Other extensions, such as the multimedia or motion video extensions in most current architectures, process data rapidly as vectors and encode and/or decode compressed video formats using the main processor instead of requiring add-in cards in systems supporting graphic-intensive applications. Hewlett-Packard introduced MAX-2 instructions into the PA-RISC architecture, while Intel Corporation introduced multimedia extensions (some 57 MMX™ instructions) into later implementations of the IA-32 architecture. Similarly, Sun Microsystems introduced VIS instructions into later implementations of the UltraSparc™ processors, MIPS introduced MDMX™ extensions into its processors using the MIPS V™ architecture, and Motorola introduced AltiVec™ instructions into later implementations of the PowerPC processors. Some sets of such added instructions have been quite extensive.

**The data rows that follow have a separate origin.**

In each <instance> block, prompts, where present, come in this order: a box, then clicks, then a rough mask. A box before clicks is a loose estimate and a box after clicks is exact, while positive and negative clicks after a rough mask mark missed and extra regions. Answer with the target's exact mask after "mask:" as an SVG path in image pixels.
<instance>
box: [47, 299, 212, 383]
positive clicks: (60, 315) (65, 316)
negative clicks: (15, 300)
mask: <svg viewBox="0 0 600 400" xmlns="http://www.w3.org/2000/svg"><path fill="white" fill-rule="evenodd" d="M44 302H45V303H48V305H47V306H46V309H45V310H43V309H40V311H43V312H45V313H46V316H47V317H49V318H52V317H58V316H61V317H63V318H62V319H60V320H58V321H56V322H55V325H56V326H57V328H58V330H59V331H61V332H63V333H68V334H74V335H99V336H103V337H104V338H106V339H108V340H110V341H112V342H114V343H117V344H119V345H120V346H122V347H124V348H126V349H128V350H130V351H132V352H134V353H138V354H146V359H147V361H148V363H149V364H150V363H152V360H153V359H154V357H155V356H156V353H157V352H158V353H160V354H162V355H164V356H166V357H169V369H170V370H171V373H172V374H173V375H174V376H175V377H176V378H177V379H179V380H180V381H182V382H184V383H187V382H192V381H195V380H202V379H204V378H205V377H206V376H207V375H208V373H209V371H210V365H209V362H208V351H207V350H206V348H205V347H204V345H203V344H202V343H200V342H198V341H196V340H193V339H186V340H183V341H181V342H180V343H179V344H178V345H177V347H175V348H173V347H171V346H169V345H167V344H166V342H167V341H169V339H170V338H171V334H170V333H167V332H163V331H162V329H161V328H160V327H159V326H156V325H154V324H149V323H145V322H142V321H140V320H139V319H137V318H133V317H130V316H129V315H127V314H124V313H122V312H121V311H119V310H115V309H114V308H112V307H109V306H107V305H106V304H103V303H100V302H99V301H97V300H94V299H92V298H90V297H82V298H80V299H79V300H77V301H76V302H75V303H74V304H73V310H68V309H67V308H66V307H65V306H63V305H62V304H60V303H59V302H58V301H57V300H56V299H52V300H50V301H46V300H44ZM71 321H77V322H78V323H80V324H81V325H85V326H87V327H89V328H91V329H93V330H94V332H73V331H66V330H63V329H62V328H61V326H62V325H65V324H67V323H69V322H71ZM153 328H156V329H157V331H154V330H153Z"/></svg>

Sometimes it is not widely appreciated that the appearance of new instructions or more registers cannot benefit application software at all without recompiling the application using a compiler that is aware of those new features. We mentioned a demonstration, in magnetic resonance imaging (Section 12.4), of overcoming through inline assembly (see Appendix F) the inability of unenhanced compilers to provide access to multimedia instructions.

The Internet Streaming SIMD Extensions (SSE) added to the IA-32 architecture not only increase the repertoire of machine instructions, but also introduce eight new 128-bit registers in processors conforming to the architectural extension. Although it is unusual to add programmer-visible registers to an established architecture, Thakkar and Huff comment that IA-32 was an "already register-starved" architecture.

Quite obviously new instructions or registers do little good unless compilers actually use them, since otherwise their benefit would be restricted to a limited set of hand-tuned assembly language routines. Thus, over time, some kinds of architectural extensions should probably also result in new capabilities being added to the major high-level languages themselves, in some architecture-independent manner.